Last Sunday Dave gave a sermon on disagreeing well (listen to it here)
We looked at the story of Paul and Barnabas, from Acts 15, where, despite years of successful service and friendship – their relationship fell apart over a disagreement on whether to gamble on an old friend who had let them down in the past.
The falling-out is described in the NIV translation as ‘sharp’. Ouch. Perhaps you’re familiar with that feeling of being left wounded and prickly towards someone after a disagreement becomes an argument, then a full-on falling-out?…
Perhaps the saddest thing about this story, is the fact that both men are coming to the argument with good intentions and go on to do good things separate from each other: How much better for them if they had of just been able to recognise that at the time they let they friendship turn so sour! Hindsight is indeed a wonderful thing, but this is an important lesson to those of us still striving to follow their lead of wanting to share that same good news through our life journeys today.
Being part of a Church or faith community is rife with potential to fall-out and disagree. It can be a messy business trying to be as inclusive, loving and accepting as possible! Do you need to readdress a conflict that has turned sharp between you and someone else? Perhaps an old friend or someone you’re hurt hasn’t been able to see things your way and recognise the good intentions behind your argument?

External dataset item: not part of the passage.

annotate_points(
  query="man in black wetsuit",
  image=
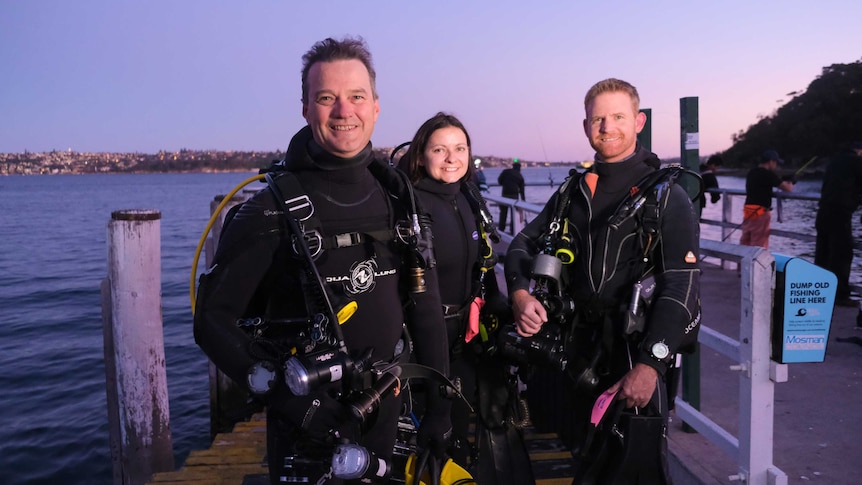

Don’t let it fester and have to learn the hard way, like Paul did. Disagreeing well is an essential part of forming the full and flourishing community that Paul later describes as the Body of Christ –
25-26 The way God designed our bodies is a model for understanding our lives together as a church: every part dependent on every other part, the parts we mention and the parts we don’t, the parts we see and the parts we don’t. If one part hurts, every other part is involved in the hurt, and in the healing. If one part flourishes, every other part enters into the exuberance.
27-31 You are Christ’s body—that’s who you are! You must never forget this. Only as you accept your part of that body does your “part” mean anything.